L'après-midi commence à Brennilis au dolmen de Ti-Ar-Boudiged (ou la Maisons des Fées). Le monument a encore son tumulus de terre de type piriforme (en forme de poire), avec ses dalles subverticales de soutien. C'est un dolmen en V, ou couloir et chambre sont différenciés, avec un élargissement progressif. Il y a encore trois tables en place et une dalle interne verticale de cloisonnement. Sa date vers la transition du Néolithique moyen au final a été confirmée par le carbone 14, c'est bien un dolmen à couloir en train de devenir une allée couverte.

Nous nous rendons ensuite à la chapelle Saint-Michel, au sommet du mont Saint-Michel de Brasparts, d'où l'on domine tout le paysage des Monts d'Arrée : le Roc Trévezel, le lac Saint-Michel et au loin la Forêt de Huelgoat.

A Commana, nous visitons l'allée couverte de Mougau Bihan. Le monument se compose d'un reste de vestibule, d'une chambre funéraire de 10 m de long, et d'une cella au delà de la dalle de chevet, la plupart des dalles de couverture étant en place. Ce sont ses gravures qui en font l'intérêt majeur. Les piliers du vestibule montrent l'un une paire de seins en relief, l'autre deux paires et une palette-aviron, la dalle de chevet porte une hache emmanchée surmontée de sa crosse et trois autres supports présentent des palettes gravées. Cet ensemble montre vraisemblablement des réutilisations de stèles gravées antérieures. Par sa forme générale et par les motifs représentés, il est à rapprocher de Prajou Menhir à Trébeurden et de la Maison-des-Feins à Tressé.
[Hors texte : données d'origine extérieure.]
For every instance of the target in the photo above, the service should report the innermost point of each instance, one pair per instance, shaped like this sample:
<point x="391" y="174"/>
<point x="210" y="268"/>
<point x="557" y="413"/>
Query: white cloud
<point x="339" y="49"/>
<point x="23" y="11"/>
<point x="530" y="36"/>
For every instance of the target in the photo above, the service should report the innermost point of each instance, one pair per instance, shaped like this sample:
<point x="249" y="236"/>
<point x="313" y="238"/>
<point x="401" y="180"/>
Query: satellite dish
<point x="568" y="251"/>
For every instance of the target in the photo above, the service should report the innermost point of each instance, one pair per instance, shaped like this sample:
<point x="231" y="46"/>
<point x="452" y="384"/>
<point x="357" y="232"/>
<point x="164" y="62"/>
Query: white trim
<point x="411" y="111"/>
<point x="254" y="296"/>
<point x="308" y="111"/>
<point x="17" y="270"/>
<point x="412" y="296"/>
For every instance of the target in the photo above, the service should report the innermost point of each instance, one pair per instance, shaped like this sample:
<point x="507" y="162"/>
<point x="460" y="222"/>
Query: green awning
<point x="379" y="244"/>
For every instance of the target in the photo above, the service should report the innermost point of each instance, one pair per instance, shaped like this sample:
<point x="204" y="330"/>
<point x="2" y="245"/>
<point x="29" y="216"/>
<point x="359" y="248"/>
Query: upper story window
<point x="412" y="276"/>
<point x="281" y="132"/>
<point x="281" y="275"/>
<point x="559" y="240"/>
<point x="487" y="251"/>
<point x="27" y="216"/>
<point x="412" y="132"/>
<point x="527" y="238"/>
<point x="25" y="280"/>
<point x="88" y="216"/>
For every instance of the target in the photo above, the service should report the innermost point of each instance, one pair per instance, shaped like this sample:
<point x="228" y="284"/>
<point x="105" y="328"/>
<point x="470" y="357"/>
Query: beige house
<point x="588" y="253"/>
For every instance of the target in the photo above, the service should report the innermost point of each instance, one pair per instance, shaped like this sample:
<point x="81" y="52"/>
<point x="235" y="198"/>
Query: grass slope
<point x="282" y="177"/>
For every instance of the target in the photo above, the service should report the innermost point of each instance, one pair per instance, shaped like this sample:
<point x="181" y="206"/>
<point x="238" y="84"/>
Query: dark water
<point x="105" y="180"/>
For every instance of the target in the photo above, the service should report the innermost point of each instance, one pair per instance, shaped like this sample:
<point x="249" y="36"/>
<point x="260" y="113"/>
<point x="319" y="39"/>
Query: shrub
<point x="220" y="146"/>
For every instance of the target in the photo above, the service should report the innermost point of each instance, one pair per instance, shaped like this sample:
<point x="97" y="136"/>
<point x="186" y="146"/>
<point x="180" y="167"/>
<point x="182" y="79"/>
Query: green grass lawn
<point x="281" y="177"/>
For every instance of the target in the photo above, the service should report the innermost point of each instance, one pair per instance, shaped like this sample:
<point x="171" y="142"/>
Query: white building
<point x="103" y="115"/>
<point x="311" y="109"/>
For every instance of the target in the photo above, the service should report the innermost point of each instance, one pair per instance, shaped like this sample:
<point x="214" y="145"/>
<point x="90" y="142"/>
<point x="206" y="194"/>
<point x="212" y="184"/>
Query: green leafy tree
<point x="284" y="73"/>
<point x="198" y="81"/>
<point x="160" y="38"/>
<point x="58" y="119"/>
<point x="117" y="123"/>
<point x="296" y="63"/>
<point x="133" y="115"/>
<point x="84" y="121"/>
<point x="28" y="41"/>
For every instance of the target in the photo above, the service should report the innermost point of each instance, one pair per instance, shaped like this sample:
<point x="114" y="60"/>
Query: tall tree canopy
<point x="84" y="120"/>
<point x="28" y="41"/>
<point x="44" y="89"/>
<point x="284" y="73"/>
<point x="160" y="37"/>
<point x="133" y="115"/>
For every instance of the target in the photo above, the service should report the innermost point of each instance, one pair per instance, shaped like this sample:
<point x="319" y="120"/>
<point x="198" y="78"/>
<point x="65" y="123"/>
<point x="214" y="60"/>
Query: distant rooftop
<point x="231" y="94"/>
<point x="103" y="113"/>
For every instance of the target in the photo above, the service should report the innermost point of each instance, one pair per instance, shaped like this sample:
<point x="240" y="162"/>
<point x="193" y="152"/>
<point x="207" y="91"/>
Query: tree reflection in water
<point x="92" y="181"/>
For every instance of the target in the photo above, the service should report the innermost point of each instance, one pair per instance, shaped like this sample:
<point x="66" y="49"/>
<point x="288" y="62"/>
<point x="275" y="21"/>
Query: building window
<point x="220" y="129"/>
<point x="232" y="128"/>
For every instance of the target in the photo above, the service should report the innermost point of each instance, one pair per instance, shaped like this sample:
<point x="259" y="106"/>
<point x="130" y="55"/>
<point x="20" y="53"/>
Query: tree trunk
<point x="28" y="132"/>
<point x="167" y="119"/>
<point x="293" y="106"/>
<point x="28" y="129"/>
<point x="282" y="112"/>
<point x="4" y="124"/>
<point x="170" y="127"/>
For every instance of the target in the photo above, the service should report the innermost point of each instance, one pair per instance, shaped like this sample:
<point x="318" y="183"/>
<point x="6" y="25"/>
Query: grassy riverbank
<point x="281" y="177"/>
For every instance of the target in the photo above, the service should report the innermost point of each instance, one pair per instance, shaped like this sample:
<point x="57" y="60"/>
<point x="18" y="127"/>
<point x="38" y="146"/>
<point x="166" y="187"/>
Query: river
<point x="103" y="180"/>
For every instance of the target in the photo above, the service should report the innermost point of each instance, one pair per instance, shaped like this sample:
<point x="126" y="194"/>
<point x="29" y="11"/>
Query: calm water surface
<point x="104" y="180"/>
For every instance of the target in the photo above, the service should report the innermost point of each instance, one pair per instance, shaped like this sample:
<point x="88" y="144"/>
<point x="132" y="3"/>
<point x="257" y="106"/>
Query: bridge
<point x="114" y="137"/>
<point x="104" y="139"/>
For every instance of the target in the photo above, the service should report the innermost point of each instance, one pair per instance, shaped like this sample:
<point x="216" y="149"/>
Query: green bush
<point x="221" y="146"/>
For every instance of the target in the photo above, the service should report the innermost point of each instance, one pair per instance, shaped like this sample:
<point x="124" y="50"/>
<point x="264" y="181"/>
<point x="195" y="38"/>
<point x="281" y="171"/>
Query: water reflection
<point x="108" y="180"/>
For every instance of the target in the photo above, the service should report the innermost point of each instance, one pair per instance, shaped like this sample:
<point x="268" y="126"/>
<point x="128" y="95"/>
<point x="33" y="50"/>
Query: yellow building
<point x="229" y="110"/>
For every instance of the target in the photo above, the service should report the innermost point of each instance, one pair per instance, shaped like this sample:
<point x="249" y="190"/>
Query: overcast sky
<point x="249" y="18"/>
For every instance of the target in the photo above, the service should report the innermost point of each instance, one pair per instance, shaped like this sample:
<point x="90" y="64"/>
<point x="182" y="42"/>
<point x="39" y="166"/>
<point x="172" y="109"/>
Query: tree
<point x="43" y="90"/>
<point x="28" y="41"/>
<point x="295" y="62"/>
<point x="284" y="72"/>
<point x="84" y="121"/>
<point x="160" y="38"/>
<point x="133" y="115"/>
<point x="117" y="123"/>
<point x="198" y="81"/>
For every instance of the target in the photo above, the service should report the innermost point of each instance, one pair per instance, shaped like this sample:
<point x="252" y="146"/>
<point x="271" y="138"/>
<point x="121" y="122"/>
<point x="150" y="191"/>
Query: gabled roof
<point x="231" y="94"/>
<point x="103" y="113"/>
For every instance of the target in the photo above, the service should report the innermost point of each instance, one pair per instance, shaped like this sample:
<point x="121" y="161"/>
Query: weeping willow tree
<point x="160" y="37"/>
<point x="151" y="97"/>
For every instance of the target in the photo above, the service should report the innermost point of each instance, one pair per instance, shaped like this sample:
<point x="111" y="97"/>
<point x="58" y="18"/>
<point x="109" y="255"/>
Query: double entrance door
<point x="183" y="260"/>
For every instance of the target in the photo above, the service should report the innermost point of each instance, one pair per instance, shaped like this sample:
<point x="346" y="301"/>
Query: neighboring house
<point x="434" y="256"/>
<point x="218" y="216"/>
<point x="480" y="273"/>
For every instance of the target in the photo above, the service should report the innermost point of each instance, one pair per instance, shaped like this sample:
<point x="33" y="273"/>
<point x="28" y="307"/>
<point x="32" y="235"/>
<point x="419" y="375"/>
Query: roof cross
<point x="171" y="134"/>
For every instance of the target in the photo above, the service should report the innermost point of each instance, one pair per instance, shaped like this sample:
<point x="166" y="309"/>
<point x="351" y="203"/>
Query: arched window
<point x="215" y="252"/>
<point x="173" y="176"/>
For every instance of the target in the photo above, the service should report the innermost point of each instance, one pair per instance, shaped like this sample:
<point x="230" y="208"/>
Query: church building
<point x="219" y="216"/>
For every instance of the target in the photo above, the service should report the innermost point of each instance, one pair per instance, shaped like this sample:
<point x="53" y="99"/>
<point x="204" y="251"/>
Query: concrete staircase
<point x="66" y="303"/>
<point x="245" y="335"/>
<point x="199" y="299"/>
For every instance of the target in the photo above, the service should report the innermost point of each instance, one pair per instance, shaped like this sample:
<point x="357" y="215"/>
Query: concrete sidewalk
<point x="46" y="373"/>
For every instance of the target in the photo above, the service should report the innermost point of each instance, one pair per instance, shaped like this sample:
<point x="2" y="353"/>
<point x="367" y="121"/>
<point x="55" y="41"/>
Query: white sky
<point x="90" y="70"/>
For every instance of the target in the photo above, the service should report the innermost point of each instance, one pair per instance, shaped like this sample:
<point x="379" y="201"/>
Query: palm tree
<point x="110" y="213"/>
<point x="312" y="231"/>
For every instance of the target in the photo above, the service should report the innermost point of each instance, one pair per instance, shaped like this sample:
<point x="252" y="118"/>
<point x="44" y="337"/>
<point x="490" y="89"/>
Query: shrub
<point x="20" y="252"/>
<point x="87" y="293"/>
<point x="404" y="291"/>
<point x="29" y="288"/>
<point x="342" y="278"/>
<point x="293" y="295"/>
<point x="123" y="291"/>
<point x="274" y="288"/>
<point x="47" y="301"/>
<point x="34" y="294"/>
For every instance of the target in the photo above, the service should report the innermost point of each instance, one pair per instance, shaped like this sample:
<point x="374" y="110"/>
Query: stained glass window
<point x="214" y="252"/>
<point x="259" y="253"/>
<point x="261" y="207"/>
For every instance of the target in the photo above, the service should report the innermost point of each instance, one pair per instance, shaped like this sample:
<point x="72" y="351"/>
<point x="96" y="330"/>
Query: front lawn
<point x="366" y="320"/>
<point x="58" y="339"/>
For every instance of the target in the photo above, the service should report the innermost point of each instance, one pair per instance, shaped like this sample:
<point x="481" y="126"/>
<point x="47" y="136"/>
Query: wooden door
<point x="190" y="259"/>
L'enclos de Commana comprend, outre l'église paroissiale, un arc de triomphe rustique, une chapelle ossuaire et deux calvaires. Le porche sud de l'église est typique de l'architecture Renaissance bretonne. Il est apparenté à ceux de Guimiliau et de Bodilis. A proximité de l'enclos, se trouve une stèle tronconique en granit du second âge de fer. Elle aurait été réemployée comme borne milliaire à l'époque romaine, elle sert aujourd'hui de fût à une croix archaïque.

Le voyage s'est terminé à l'enclos paroissial de Guimiliau. C'est un ensemble exceptionnel avec sa porte triomphale, l'église paroissiale avec son clocher Beaumanoir et son porche sud d'inspiration classique, les deux ossuaires, la sacristie et le calvaire « plus beau que tous les autres ». Il comprend 200 personnages groupés en 25 scènes, racontant sur deux niveaux la vie et la Passion du Christ. Cet enclos est le témoin d'un certain âge d'or du Léon, qui connût une période de prospérité relative au XVIe et XVIIe siècle, surtout basé sur le tissage du lin et le tannage du cuir.

C'est ici que s'est achevé ce week-end si riche en découvertes. Encore un grand merci à Jean-Luc et Chantal Javré pour leur maestria organisatrice!